The salmon fishing was slow, the Salmon Slam leader was only 17 pounds last I checked. We boated a couple around 15 pounds but the others were only about 8-10 pounds. It was picking up a little every day we were there.
Walleye action was pretty good at times, picked up 3 in the 5-6 pound range the rest 2-4 pound range. One guy said he got a 29 incher on a J-plug near bottom in 29 FOW.
Fished the shipping channel edges in about 10-20 FOW with cranks for the eyes, all salmon caught while trolling for eyes. Firetiger deep diving cranks were on fire! Lost one pig salmon that headed back to Detour and one nice eye probably bigger than any we boated.
Good luck out there y'all!

http://www.michigan-sportsman.com/photopost/data/542/medium/Net_Job.JPG


----------



## ArrowHawk (Apr 1, 2003)

Oldgrandman said:


> Was there from Wed. evening 8-29 thru Sat. evening 9-1. Two of us got 21 eyes, 5 salmon, 3 smallmouth bass and 1 nice perch. We didn't try for pinks this year or target the kings either. Only saw one guy who had just a few pinks at the cleaning station.
> The salmon fishing was slow, the Salmon Slam leader was only 17 pounds last I checked. We boated a couple around 15 pounds but the others were only about 8-10 pounds. It was picking up a little every day we were there.
> Walleye action was pretty good at times, picked up 3 in the 5-6 pound range the rest 2-4 pound range. One guy said he got a 29 incher on a J-plug near bottom in 29 FOW.
> Fished the shipping channel edges in about 10-20 FOW with cranks for the eyes, all salmon caught while trolling for eyes. Firetiger deep diving cranks were on fire! Lost one pig salmon that headed back to Detour and one nice eye probably bigger than any we boated.
> Good luck out there y'all!


WOW I'm very surprized with the fish stacked up at the fish Cam alday long. They must be very tight lipped.


----------



## Oldgrandman (Nov 16, 2004)

Arrow Hawk, it did suprise us how slow it was for salmon but it definitely should improve daily. I am used to it being a lot better up there at this time though.
One local guy was suprised at the 5 eyes and 3 salmon I got trolling for eyes as he only got 1 salmon targeting them. Most boats had 1-3 salmon we talked to and a few were skunked.


----------



## ottertrapper (Jan 6, 2006)

ArrowHawk said:


> WOW I'm very surprized with the fish stacked up at the fish Cam alday long. They must be very tight lipped.


You have to remember the camera covers a very small portion of the river and most of those are atlantics plus tjeu are pretty much the same fish all day long you are seeing. Just because there are fish on the camera doesn't mean the river is loaded with salmon by any means. OT


----------



## ArrowHawk (Apr 1, 2003)

ottertrapper said:


> You have to remember the camera covers a very small portion of the river and most of those are atlantics plus tjeu are pretty much the same fish all day long you are seeing. Just because there are fish on the camera doesn't mean the river is loaded with salmon by any means. OT



Yes I know I just figured there were more in there then just whats in front of the Cam. The Cam has been showing a mixed bag of Pinks, Atlantics, and a King now and then.

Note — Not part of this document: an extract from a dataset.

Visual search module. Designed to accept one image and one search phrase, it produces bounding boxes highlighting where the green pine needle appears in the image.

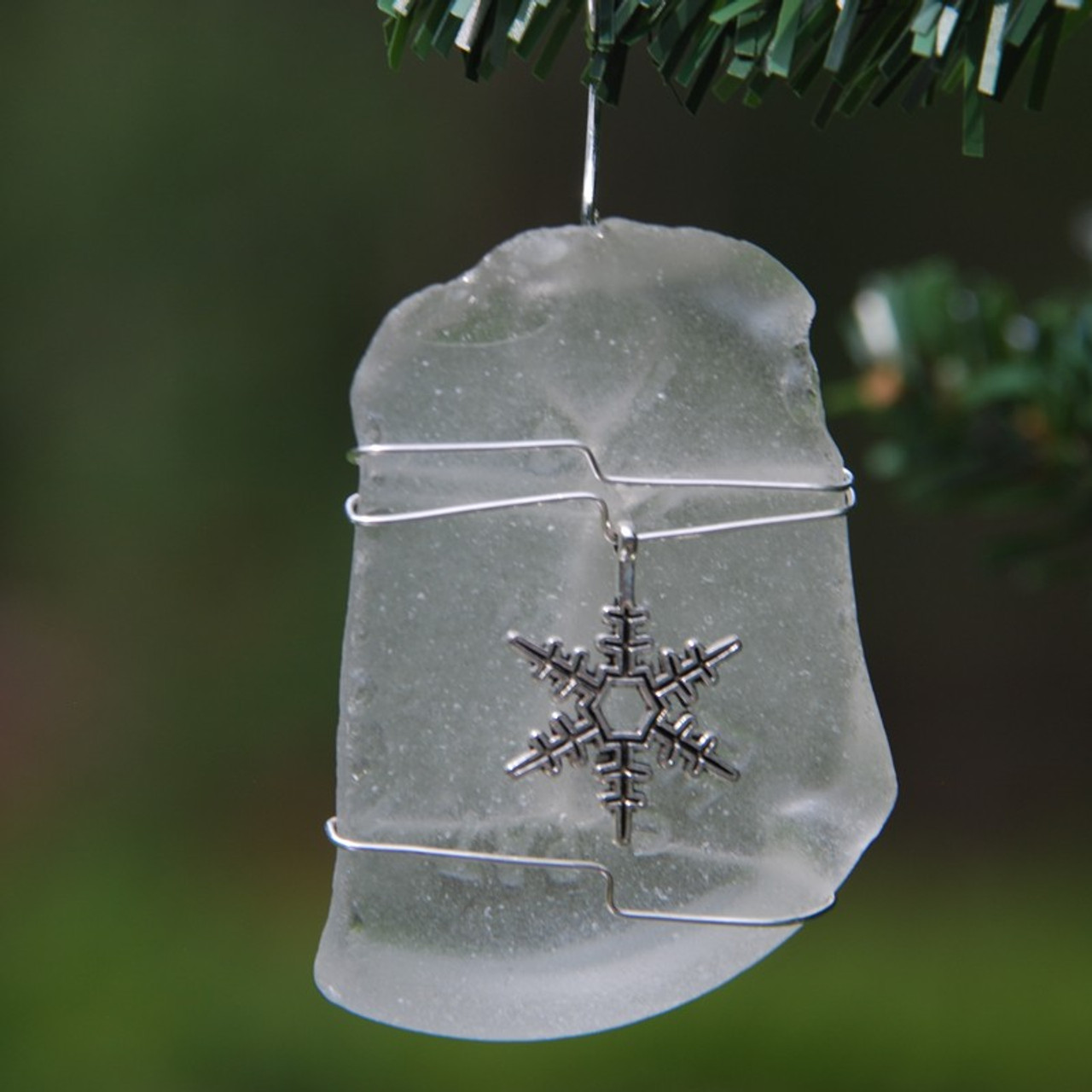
[378,0,1089,155]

A buddy went up for the weekend so I have another report tomorrow and I hope to head up in 2 weeks.


----------



## ottertrapper (Jan 6, 2006)

There are more fish than what the camera shows I just wanted to point out to everyone that it doesn't always mean fish are everywhere. I have yet to see a school of pinks this year. Fish are around they are just scattered. Good luck


----------



## ArrowHawk (Apr 1, 2003)

Well the report from my Buddy wasn't good. They brought back one Pink.

Starting to think the Cam is a Joke. Checked it this morning and the image looked just like one from last week (A Huge school of Male and Female Pinks with a Lamprey right in the middle of the screen)


----------



## uptracker (Jul 27, 2004)

All I see is atlantics and one pink! Won't be long. We're getting some good rains too.


----------



## Oldgrandman (Nov 16, 2004)

ArrowHawk said:


> Well the report from my Buddy wasn't good. They brought back one Pink.
> 
> Starting to think the Cam is a Joke. Checked it this morning and the image looked just like one from last week (A Huge school of Male and Female Pinks with a Lamprey right in the middle of the screen)

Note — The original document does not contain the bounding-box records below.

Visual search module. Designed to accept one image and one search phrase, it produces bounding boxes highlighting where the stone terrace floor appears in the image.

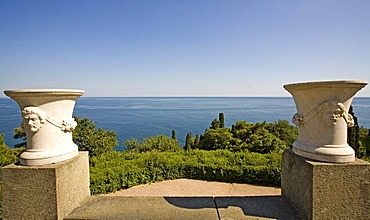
[65,179,303,220]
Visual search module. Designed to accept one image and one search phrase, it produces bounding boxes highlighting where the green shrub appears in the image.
[90,150,281,194]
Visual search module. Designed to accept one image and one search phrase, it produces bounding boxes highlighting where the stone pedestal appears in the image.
[281,150,370,219]
[1,152,90,219]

Well it is deceptive like ottertrapper stated. But we did not see the porposing and leaping fish like we usually do. I think the run is pushed out another week anymore. Especially with the pinks.
Not that I care but they ought to put the Salmon Slam out a week later if you ask me, AND a few of the locals. The Garden area was slow we heard too and thats unusual on Labor Day weekend.


----------



## uptracker (Jul 27, 2004)

Why do you say that they should move a few locals out of it? Honest answer here, you won't offend me. I have no involvement in it and never plan to.


----------



## ArrowHawk (Apr 1, 2003)

Oldgrandman said:


> Well it is deceptive like ottertrapper stated. But we did not see the porposing and leaping fish like we usually do. I think the run is pushed out another week anymore. Especially with the pinks.
> Not that I care but they ought to put the Salmon Slam out a week later if you ask me, AND a few of the locals. The Garden area was slow we heard too and thats unusual on Labor Day weekend.



That maybe. I'm just very pumped about going up there to catch a few. It would be a new experience since I have never been there and have heard alot of great things. I seem to watching that Cam alot and therenare more and more fish on it every day. Gets you prett excited about going every time a big male Pink goes by the Cam. I still hope on going up the weekend of the 15.


----------



## J - Rod (Oct 27, 2004)

Must be nice when salmon are an incedental catch. Walleyes alongside salmon...does it get any better? Good report, I hope to fish there some day.


----------



## 2tundras (Jan 11, 2005)

Oldgrandman said:


> Not that I care but they ought to put the Salmon Slam out a week later if you ask me, AND a few of the locals.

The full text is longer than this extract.